As an executive, one of my many responsibilities included making such decisions for my Fortune-500 employer (now defunct, I should add). The charities and causes begging for a bit of corporate benevolence lined up and extended as far as the eye could see and the heart could bear. I was not wise enough to discern the relative merits of all the apparently worthy causes. So I followed a very simple, philosophically satisfying (to at least our shareholders) rule: I authorized corporate largesse only when there was some, preferably demonstrable, return to the company from which I drew my salary.

My feeble reconciliation of this philosophical conundrum is one apparently shared widely. That is why it is easy to spot pharmaceutical and cosmetic companies sponsoring fund raisers for breast cancer research, or home repair chains sponsoring charities that build homes for the poor, and so on.

One thing worth noting on this issue: Well-meaning corporations can be too good a citizen thereby creating unhealthy dependencies in the towns where they operate. As of this writing, a good case in point is a legal wrangle between the trust that substantially owns Hershey, the chocolate and candy maker (and de facto owner of the town in Pennsylvania bearing the same, company founder's, name) and state government. Essentially, government officials are trying to force continued corporate generosity to a town and its charities by prohibiting a transfer of ownership in the company.

Personally, I could be persuaded that a corporation could make its best contribution to its communities if it were allowed to pay no taxes directly and made no direct contributions to causes. Rather, the company would pay its employees and shareholders more so those individuals could invest in their towns and the worthy causes of their choosing. Or, as many companies do now, pay their employees while they do do-gooding work, of their choosing. in their communities.
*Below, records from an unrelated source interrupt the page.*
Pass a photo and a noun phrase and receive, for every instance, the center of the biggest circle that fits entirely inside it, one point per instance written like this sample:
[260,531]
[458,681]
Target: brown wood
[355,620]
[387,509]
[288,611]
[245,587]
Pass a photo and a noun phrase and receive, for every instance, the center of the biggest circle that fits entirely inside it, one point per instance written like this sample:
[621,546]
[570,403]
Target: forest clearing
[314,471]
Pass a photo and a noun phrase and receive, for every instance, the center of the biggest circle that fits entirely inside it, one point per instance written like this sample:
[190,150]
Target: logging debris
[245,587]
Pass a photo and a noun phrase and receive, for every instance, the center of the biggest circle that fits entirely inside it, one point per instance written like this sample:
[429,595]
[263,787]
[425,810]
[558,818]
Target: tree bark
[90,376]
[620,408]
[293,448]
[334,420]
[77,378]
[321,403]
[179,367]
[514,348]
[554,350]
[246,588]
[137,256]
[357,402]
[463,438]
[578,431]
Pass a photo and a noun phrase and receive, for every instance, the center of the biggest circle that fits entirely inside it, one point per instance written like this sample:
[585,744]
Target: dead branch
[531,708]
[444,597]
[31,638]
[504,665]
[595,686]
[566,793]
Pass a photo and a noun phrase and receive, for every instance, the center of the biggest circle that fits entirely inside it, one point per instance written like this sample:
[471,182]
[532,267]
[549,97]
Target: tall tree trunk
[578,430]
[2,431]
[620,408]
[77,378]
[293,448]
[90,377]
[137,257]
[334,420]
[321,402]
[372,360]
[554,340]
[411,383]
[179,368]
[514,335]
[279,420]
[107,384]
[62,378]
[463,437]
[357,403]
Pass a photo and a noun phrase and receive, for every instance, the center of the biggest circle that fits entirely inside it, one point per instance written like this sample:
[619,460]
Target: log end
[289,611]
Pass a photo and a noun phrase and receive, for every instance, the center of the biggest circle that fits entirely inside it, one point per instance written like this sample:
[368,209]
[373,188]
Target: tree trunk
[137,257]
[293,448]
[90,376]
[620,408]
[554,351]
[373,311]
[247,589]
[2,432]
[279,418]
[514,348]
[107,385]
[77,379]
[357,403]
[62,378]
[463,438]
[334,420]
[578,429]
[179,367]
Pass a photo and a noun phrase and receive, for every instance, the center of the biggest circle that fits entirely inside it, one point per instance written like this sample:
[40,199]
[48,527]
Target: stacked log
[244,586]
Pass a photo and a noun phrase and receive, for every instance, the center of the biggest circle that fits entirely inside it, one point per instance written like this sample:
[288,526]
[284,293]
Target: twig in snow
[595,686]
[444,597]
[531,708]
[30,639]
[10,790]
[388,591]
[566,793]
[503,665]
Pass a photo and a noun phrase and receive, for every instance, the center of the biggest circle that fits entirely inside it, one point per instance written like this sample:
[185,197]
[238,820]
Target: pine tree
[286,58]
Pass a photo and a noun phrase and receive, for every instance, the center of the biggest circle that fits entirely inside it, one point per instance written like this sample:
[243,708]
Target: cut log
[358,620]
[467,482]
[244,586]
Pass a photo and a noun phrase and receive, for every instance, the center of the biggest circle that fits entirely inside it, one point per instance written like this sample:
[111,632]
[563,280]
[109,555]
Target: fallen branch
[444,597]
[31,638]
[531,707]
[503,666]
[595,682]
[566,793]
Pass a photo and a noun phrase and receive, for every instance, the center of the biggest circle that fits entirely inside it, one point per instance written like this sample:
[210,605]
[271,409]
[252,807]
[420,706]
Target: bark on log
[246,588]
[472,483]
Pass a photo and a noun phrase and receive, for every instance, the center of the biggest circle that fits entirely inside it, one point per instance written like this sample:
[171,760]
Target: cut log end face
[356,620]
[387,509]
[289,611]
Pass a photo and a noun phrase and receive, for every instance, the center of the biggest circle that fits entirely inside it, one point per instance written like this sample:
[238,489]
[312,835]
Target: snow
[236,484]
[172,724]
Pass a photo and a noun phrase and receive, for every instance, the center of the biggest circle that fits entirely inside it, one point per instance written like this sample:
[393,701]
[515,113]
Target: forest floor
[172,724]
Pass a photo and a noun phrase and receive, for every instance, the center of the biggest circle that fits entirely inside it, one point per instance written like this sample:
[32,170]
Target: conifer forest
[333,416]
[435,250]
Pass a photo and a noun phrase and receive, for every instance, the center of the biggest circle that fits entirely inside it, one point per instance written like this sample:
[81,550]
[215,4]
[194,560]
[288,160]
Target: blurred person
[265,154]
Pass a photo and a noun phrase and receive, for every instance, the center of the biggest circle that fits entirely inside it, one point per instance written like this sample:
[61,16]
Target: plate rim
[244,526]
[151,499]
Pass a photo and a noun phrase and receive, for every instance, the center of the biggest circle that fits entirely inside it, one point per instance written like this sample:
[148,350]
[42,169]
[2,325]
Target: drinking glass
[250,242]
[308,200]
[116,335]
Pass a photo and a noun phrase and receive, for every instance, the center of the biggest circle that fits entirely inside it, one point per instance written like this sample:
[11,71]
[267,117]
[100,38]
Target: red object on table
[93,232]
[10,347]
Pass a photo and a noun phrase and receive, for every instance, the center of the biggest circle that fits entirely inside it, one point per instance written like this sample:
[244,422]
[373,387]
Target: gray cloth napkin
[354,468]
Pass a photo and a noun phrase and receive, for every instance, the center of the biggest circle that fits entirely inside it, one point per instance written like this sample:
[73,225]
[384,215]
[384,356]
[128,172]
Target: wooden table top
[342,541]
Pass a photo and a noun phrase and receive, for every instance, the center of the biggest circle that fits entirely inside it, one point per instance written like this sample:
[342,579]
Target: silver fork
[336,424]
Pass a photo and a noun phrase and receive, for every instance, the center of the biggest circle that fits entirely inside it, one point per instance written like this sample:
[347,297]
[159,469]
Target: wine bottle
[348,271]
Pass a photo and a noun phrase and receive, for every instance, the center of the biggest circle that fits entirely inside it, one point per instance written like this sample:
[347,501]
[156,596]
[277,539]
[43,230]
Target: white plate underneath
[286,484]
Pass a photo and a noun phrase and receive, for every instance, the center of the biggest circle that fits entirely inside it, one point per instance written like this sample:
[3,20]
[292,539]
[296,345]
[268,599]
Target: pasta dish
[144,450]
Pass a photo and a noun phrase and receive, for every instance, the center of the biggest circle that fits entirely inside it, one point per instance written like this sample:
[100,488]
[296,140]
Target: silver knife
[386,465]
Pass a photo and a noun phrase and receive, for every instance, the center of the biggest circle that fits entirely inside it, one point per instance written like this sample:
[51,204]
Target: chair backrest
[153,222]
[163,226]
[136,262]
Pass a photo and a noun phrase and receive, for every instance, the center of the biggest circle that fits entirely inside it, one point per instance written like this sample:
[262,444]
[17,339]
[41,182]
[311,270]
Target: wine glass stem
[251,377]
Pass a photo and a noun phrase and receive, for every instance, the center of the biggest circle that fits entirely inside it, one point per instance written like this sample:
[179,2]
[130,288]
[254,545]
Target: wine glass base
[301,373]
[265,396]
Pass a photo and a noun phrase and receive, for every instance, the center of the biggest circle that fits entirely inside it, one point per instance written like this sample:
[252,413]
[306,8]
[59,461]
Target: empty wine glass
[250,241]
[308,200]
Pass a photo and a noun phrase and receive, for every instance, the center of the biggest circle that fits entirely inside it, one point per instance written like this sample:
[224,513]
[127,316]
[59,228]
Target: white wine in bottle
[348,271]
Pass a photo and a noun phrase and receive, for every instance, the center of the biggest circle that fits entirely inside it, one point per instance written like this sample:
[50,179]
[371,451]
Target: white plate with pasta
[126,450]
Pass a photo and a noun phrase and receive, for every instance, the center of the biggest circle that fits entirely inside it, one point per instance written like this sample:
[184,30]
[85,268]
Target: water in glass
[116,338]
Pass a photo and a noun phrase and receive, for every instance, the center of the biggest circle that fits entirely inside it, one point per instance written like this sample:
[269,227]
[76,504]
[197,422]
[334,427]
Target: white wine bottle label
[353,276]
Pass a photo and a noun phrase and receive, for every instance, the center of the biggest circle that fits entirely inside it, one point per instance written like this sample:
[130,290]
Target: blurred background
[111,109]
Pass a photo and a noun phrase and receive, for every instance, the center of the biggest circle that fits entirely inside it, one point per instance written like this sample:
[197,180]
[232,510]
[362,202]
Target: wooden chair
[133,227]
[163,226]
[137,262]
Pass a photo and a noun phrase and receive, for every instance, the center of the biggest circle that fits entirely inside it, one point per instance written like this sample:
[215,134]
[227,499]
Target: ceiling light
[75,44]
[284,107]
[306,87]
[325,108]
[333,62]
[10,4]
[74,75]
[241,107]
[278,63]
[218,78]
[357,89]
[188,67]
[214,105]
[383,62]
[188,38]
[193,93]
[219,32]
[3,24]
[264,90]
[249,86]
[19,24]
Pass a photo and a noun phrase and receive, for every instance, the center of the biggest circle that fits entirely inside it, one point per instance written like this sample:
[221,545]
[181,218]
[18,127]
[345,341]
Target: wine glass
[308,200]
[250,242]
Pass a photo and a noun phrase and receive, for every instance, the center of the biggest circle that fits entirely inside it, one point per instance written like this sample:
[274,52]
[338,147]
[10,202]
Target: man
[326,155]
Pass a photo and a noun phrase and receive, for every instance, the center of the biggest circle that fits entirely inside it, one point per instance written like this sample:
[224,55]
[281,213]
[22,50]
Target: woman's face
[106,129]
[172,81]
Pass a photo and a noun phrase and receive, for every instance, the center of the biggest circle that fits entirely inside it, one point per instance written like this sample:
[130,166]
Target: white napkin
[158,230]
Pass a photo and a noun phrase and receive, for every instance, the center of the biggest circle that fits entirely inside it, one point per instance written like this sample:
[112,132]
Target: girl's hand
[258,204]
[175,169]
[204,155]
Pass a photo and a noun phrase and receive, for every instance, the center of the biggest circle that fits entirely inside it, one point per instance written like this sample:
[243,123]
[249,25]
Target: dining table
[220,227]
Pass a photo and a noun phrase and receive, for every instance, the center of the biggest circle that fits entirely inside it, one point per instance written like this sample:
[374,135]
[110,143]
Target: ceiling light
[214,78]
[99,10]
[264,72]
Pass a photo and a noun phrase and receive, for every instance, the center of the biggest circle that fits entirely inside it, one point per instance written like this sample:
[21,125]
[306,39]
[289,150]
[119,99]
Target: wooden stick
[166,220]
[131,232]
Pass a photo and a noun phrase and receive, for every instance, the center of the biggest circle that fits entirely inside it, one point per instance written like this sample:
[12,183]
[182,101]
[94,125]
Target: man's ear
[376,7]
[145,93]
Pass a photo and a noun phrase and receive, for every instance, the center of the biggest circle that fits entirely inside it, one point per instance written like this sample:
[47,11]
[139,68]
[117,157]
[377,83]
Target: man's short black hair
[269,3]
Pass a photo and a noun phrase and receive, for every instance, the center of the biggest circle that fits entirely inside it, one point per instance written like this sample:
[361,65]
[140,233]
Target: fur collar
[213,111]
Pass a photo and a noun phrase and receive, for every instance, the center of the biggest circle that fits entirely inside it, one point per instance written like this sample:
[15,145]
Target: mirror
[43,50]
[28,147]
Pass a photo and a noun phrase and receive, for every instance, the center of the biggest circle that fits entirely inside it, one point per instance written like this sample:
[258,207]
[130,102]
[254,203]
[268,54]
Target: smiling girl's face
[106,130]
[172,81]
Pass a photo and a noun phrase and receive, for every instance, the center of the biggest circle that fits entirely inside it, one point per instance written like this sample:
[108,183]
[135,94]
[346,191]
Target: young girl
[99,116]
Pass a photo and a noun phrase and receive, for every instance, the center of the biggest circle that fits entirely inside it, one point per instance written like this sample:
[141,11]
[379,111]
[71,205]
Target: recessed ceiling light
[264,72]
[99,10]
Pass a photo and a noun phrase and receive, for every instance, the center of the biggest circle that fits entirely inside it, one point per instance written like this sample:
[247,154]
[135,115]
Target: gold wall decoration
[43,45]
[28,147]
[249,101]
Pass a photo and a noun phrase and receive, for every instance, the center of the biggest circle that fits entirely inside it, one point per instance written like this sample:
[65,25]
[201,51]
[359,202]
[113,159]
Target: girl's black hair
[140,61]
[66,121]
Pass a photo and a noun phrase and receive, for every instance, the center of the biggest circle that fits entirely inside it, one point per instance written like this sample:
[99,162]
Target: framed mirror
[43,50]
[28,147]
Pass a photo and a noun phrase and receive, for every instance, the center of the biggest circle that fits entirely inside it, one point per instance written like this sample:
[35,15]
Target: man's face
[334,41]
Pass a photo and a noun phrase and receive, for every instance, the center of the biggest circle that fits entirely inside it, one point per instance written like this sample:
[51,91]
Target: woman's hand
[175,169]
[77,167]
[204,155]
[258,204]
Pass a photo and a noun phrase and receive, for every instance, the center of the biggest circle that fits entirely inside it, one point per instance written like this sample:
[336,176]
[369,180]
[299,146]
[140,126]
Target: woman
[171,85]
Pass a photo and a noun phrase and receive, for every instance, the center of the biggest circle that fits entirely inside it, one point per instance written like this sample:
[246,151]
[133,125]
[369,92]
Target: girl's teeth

Companies have enough to do in order to compete in an intense market, please demanding customers, attract top talent, comply with well-founded regulations, and the like, all without assuming social roles outside their business expertise.

Back from the Future

REUTERS: When historians look back on the late 1990s before the market dive, what features do you think they will highlight above all? Will history treat us kindly or will we all be derided as greed-ridden fools who closed their eyes to the coming fall in blind pursuit of cheap personal profits?

Don Blohowiak: Social scientists should seriously study the forces that led otherwise intelligent people to pay ludicrous prices for shares of nascent, ill-conceived companies with little to no likelihood of success.

They'll likely find that logic and reason were trumped by runaway hopeful expectations of a great and far-reaching change in the social and economic landscape. (Redux: The Internet changes everything!) In obtuse, passive, and preposition-ladened phrases, they'll likely determine that wild enthusiastic speculation, slick commercial promotion, and fevered mob psychology all converged to shape those giddy, immature times of the late 1990s.

Perhaps some wag with the common touch will label them the Gay '90s. As for greed and foolishness, they were neither born nor buried in the late '90s of any century.